What does it say about our state, that we meekly follow him into his police car?

*

The station commander was a world-weary man. He appeared to have given up trying to police the unpoliceable; given up trying to prop up the unproppable.

He certainly thought it futile to even begin to explain the complexities of our big, messy picture to the likes of zealous Corporal X.

Perhaps he already knew that our particular vice wasn’t destined to be listed as such for very much longer.

Bail was set at modest levels. It was only pre-marital sex after all. Clarinet and I were even offered a medicinal pull from his emergency top-drawer half-jack of Oude Meester brandy. She was still shaking – from cold, rage, and fright.

Tiredly, he waved us away, out of his already complicated life.

Bail. What a word. Bail. But how do you effect bail? How does it come about? Who would be contactable at this unearthly hour? Who would be awake, with a ready stash of cash? Who would understand?

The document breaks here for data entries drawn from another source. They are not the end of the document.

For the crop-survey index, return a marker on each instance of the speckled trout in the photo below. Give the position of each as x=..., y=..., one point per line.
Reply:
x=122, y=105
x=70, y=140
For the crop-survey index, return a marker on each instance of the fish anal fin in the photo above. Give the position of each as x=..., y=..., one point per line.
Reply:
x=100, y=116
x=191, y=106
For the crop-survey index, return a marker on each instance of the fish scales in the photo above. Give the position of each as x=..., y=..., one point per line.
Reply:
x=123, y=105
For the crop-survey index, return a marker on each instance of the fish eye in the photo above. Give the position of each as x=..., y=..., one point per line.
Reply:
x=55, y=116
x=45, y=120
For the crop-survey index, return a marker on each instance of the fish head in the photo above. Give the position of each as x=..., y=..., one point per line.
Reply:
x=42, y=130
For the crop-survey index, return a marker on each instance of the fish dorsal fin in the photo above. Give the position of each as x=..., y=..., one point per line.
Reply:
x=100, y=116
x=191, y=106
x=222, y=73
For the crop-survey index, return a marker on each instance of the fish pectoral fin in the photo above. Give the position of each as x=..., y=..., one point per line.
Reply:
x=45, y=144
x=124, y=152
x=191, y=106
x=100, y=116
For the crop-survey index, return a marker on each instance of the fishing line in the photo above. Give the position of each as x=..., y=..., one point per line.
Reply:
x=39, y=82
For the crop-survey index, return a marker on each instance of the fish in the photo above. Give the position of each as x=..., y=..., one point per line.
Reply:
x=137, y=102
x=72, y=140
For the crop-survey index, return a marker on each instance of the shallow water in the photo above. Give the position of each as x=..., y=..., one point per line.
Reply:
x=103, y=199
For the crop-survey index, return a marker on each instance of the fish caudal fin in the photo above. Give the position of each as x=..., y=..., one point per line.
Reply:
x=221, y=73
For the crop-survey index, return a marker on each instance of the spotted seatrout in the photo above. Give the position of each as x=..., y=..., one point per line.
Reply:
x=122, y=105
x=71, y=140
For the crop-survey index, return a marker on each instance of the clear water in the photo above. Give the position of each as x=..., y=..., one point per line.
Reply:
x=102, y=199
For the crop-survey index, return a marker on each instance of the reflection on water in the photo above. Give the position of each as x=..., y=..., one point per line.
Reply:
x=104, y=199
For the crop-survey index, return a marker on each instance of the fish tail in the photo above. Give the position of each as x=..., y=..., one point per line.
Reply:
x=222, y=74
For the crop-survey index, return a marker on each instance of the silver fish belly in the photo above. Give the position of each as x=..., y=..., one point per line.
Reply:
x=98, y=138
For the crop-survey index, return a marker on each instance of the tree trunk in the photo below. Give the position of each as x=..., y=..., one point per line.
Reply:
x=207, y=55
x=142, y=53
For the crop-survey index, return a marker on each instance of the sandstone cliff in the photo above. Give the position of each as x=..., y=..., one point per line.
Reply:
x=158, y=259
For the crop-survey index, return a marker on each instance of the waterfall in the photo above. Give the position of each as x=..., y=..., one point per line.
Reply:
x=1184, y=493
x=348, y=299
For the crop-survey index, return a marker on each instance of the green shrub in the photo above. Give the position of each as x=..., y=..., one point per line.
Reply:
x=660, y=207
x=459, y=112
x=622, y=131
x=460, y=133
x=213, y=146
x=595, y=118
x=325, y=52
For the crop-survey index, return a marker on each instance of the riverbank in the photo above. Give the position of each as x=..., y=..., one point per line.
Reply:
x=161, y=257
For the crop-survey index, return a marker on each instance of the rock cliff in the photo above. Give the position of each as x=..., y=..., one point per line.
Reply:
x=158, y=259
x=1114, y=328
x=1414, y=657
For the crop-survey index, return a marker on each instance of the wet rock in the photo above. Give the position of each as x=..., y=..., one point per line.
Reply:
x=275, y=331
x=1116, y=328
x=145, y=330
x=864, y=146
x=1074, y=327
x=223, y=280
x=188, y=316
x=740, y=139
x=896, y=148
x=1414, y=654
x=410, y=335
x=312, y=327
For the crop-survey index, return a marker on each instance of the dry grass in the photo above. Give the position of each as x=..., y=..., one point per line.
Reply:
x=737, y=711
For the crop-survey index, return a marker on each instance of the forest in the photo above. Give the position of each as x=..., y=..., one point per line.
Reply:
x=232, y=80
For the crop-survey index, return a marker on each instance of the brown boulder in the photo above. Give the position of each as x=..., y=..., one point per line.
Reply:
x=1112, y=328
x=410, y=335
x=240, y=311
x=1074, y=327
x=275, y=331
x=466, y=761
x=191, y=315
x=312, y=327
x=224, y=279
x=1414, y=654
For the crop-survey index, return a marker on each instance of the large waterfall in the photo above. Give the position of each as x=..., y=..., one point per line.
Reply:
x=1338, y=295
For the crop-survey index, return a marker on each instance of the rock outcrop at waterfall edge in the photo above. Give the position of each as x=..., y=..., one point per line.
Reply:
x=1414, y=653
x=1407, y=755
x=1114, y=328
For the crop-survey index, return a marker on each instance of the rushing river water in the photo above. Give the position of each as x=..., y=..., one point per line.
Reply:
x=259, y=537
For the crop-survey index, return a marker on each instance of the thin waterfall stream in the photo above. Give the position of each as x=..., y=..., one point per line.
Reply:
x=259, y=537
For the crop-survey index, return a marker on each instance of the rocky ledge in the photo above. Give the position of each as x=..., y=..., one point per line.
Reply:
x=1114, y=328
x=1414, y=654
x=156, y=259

What could I do? Clarinet was verging on losing it (hysterico?). Would she last the night, cold and alone in the women offenders’ separate cell?

With my one phone call, I reached Sax. She was just leaving the restaurant. Luckily she had a healthy swag of tips.

Yes, she fetched my car. She had the spare keys.

Yes, she fetched us, and bailed us out.

Yes, she drove us each home. Three different addresses. She returned the car and the spare keys.

No, she didn’t understand.

So, at least that particular, triangular little chapter in my life had a short and sharp and crisp little ending.

But Sax and Clarinet became friends. A shared interest in my vices, it seems.

The Dying Days did come to an end. But the big picture stayed a wee bit messy for a little while longer.

And that’s the story of the black stockings, of Clarinet, Saxophone and me.